When some of the immediate grief has receded, I will treasure the fact that a few of my, and others’, conversations with Bre on a variety of topics live on at The Federalist Radio Hour. I’ve also put together a selection of her written work on Twitter for those looking to get a sense of her reporting. BRIGHT, the conservative movement, and the world at large are all lesser for having lost her voice.
 
But the real impact Bre had in her too-short years was to impress upon every person who had the pleasure of sharing her company her good heart, insight, and sarcastic sense of humor.

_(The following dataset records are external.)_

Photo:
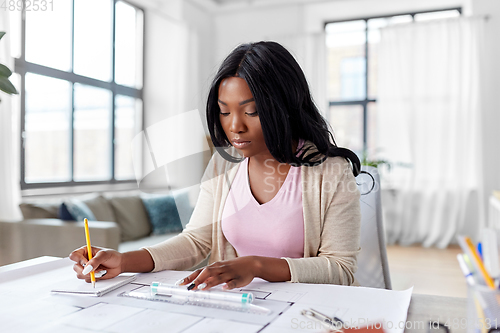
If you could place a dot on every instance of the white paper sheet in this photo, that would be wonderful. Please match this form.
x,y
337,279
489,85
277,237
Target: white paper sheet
x,y
31,287
222,326
100,316
154,321
102,287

She was gifted in so many ways that it would have been easy for her to inspire envy. Instead, looking around at the tributes her passing has brought, it’s clear that the only people who didn’t love her are those who didn’t know her. I will miss her terribly.
 
I’ll join Kelsey in urging you to donate, if you’re able, to the memorial scholarship Bre’s family has set up in her honor. If this scholarship guides future young people on a path that leads them to turn out like Bre, every dollar you donate will be well-spent indeed.